When Herman Rockefeller was killed in 2010, his parallel lives - as family man, lover and secret swinger - collided. Now a line has finally been drawn beneath his sad and dark story, with his New Zealand-born wife, Vicky, agreeing to share some of his A$14 million ($18.2 million) fortune with his long-time mistress, Liza Horsfall.
Horsfall had sued Rockefeller's widow for a chunk of his estate after a Melbourne couple were jailed last year for the manslaughter of the 52-year-old businessman, the former chief financial officer of Brierley Investments.

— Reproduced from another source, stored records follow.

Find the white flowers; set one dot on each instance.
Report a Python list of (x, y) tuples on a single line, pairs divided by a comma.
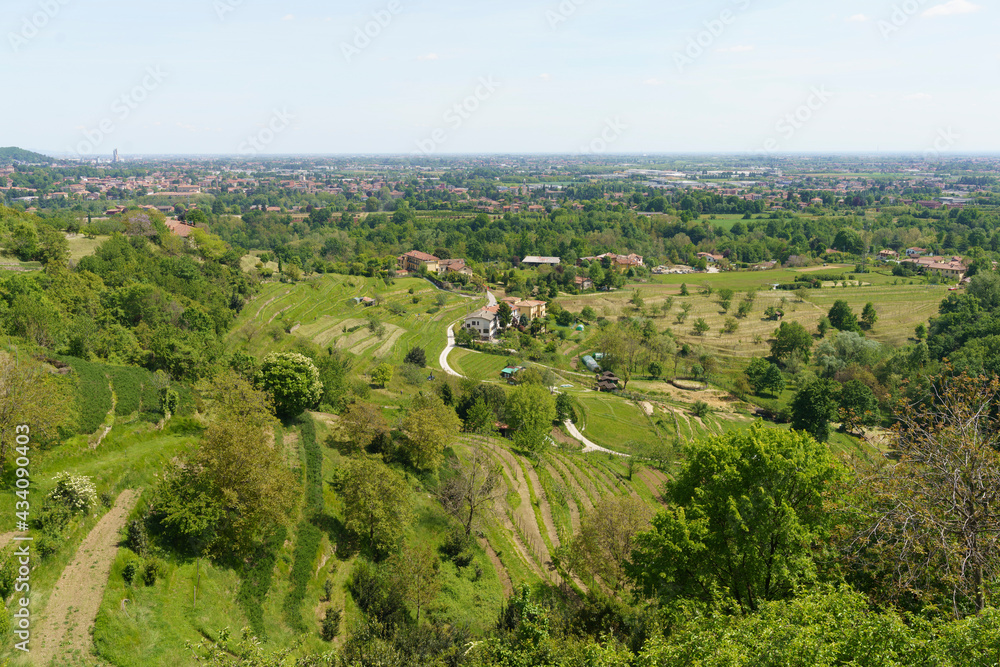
[(76, 492)]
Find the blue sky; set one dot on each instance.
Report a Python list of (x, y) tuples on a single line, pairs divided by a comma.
[(249, 76)]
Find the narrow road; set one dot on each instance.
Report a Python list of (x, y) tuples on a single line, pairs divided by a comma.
[(443, 359), (64, 629), (588, 446)]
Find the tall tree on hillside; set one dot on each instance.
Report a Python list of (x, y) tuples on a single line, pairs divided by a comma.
[(30, 398), (622, 345), (746, 519), (930, 522), (472, 489)]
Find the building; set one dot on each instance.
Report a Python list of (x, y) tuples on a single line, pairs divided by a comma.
[(453, 266), (413, 260), (483, 323), (532, 260)]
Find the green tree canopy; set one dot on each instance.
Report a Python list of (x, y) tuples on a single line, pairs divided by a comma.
[(293, 380), (745, 521)]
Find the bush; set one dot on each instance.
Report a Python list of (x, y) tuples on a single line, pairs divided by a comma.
[(74, 492), (136, 537), (331, 624), (700, 409), (151, 571), (131, 569)]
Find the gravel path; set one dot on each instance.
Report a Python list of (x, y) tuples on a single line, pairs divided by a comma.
[(65, 625)]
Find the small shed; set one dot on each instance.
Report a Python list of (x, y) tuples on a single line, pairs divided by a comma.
[(608, 381), (591, 365)]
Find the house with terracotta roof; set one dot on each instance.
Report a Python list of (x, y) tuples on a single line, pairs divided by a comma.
[(413, 260)]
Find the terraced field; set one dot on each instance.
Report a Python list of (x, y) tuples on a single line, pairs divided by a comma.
[(542, 503), (323, 311)]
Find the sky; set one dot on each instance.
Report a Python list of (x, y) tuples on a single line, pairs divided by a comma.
[(250, 77)]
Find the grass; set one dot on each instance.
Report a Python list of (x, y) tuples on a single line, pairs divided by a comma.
[(477, 366), (322, 311)]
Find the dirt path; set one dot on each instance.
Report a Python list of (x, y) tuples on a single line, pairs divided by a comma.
[(652, 483), (574, 511), (64, 626), (504, 576)]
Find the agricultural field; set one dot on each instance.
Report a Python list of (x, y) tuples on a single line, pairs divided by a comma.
[(901, 307), (322, 310)]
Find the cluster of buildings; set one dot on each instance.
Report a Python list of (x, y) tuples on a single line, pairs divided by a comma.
[(413, 260), (485, 323), (951, 268)]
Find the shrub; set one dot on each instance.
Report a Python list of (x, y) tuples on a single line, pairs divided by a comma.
[(130, 571), (331, 624), (700, 409), (74, 492), (151, 571)]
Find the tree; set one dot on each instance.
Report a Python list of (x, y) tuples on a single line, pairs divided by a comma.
[(292, 380), (745, 520), (376, 501), (929, 522), (789, 338), (869, 316), (235, 490), (382, 375), (364, 424), (32, 403), (430, 426), (685, 311), (823, 326), (604, 544), (529, 412), (858, 406), (725, 298), (622, 345), (504, 314), (843, 318), (773, 380), (813, 407), (417, 357), (472, 489), (414, 573)]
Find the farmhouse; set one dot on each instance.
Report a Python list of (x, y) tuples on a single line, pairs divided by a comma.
[(484, 323), (413, 260), (532, 260)]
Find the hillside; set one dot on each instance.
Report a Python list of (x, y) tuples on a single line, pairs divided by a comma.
[(13, 154)]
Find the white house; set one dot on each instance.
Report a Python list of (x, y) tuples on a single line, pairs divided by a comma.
[(484, 323)]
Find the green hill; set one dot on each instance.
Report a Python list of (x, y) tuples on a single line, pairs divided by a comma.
[(13, 154)]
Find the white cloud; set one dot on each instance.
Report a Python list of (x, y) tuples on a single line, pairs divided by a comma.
[(953, 7)]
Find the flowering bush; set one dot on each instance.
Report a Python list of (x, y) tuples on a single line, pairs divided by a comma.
[(75, 492)]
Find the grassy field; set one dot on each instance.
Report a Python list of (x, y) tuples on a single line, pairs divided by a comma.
[(322, 310), (80, 246), (900, 309)]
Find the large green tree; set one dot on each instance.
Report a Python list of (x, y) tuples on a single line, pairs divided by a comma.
[(530, 411), (789, 338), (293, 380), (376, 501), (745, 520), (813, 407)]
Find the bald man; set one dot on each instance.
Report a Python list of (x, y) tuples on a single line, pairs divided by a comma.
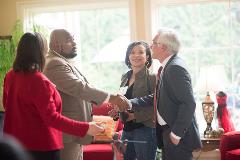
[(76, 93)]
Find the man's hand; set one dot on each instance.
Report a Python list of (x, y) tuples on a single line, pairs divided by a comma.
[(174, 140), (95, 129), (114, 114), (121, 102), (130, 116)]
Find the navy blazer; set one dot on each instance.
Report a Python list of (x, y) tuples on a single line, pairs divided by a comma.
[(176, 103)]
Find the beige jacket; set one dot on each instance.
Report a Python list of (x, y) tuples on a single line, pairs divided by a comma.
[(76, 93)]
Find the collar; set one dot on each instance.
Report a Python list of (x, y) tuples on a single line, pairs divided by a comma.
[(57, 54), (166, 61)]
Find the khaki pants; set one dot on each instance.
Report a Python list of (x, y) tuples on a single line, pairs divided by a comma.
[(72, 151)]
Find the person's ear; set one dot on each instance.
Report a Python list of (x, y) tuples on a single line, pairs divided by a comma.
[(164, 47)]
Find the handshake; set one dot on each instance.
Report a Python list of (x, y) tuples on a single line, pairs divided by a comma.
[(120, 103)]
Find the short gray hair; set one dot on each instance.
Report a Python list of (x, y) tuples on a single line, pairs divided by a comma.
[(169, 38)]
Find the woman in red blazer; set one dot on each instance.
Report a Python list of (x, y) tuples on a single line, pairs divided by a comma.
[(33, 105)]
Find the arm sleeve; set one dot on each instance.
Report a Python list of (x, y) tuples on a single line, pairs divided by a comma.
[(181, 86), (145, 101), (62, 75), (46, 107)]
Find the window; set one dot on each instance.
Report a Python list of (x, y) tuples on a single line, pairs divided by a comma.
[(210, 33)]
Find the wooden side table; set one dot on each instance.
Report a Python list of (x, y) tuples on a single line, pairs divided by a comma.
[(209, 151)]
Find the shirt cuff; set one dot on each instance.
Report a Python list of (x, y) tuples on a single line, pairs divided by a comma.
[(130, 105), (107, 99), (175, 136)]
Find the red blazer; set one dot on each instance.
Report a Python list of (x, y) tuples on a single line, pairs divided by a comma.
[(33, 112)]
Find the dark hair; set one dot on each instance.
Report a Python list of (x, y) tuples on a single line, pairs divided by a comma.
[(129, 51), (30, 53)]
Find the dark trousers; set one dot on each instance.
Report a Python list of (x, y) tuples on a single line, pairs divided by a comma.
[(48, 155), (169, 150)]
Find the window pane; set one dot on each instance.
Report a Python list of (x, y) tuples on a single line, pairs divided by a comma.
[(210, 37)]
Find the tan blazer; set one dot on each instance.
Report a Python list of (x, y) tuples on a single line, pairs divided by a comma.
[(75, 91)]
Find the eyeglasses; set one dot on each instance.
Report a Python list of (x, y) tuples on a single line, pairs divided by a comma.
[(154, 43)]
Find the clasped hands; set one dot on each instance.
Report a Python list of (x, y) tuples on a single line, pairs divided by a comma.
[(120, 103)]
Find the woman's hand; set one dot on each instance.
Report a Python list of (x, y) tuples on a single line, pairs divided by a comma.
[(95, 128)]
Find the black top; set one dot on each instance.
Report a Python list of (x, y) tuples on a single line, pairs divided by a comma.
[(130, 125)]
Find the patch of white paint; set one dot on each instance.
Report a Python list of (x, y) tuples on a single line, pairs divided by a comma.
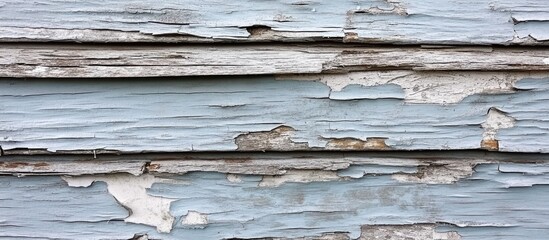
[(441, 87), (495, 120), (195, 220), (234, 178), (131, 192), (299, 176)]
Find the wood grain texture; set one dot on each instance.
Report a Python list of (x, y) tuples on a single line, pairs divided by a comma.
[(379, 21), (261, 113), (90, 61), (496, 200)]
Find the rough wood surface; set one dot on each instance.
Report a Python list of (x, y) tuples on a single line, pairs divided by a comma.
[(505, 112), (418, 195), (385, 21), (86, 61)]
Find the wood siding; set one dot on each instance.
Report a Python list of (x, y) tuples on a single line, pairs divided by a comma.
[(274, 120)]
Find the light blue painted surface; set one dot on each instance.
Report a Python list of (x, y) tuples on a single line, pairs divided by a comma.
[(488, 205), (424, 21), (207, 114)]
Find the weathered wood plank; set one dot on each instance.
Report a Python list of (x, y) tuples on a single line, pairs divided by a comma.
[(489, 204), (402, 21), (87, 61), (416, 162), (261, 113)]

Mario Schembri and Bernadette Denny, who met him through a magazine advertisement, beat him to death during a swingers' tryst, then dismembered him and burned his remains.

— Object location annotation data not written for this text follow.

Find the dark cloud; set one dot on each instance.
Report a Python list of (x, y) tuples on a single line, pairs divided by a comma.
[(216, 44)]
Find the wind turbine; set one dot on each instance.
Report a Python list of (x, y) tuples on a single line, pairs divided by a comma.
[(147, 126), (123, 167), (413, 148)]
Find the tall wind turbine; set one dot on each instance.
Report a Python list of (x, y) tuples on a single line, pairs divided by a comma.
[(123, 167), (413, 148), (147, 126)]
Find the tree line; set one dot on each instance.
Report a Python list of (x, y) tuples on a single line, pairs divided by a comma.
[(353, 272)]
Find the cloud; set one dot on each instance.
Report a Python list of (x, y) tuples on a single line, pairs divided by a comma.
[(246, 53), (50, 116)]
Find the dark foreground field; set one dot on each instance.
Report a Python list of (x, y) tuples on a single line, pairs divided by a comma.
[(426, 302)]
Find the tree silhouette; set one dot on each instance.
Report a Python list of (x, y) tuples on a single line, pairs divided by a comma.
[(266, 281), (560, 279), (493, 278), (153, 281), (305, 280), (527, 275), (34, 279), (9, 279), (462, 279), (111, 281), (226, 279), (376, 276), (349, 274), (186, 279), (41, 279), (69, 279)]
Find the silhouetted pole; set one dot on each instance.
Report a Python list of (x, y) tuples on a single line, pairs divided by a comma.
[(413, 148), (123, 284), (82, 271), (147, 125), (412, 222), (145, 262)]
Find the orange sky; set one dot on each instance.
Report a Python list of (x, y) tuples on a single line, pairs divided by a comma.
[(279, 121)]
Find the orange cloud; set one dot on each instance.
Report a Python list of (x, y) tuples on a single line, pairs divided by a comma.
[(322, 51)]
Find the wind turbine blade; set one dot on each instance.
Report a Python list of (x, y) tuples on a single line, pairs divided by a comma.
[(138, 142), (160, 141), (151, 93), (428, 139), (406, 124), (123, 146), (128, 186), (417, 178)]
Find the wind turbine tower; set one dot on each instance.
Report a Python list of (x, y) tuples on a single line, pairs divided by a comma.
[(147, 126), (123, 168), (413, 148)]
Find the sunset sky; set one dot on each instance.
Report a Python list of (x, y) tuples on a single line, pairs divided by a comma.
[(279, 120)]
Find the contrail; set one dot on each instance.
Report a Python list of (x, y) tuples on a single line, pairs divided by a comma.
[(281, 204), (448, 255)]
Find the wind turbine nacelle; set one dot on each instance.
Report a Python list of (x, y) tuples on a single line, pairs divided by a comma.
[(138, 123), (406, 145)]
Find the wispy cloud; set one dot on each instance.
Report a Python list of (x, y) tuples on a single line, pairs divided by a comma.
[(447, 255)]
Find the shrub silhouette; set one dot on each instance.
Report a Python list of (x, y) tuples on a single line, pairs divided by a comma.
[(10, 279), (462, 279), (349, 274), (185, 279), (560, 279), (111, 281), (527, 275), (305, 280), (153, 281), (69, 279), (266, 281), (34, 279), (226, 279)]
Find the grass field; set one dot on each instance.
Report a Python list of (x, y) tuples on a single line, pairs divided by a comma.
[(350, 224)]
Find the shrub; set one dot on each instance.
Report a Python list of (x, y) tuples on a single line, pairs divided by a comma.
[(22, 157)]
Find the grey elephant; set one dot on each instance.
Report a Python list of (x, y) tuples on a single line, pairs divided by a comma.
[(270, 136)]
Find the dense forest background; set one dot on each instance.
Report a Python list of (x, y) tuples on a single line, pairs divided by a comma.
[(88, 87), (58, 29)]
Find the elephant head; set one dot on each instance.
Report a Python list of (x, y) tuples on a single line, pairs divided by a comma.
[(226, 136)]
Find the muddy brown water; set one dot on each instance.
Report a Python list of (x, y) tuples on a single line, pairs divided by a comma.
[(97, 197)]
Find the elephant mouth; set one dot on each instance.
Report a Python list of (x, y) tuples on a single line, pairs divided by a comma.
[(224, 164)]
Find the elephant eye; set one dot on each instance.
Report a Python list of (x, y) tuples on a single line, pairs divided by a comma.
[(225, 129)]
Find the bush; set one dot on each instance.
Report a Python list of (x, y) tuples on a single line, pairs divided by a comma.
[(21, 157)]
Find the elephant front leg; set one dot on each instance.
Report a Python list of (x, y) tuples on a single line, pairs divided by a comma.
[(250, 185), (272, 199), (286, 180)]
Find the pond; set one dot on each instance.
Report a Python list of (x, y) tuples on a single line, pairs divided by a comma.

Details of the out-of-court settlement are confidential, but local media said Horsfall - who, like Vicky, claimed to know nothing about Rockefeller's private life as a swinger - would receive a six-figure sum. She had been in a 27-year relationship with the US-born property developer, she had told the Victorian Supreme Court.
On the surface, Rockefeller - whose family moved from Ohio to Geelong, Victoria, when he was a teenager - was a model citizen, with a wife, two children and a successful business. But the keen churchgoer not only had a mistress, but a taste for sex with strangers - separate lives he juggled with the help of five mobile phones, police learned.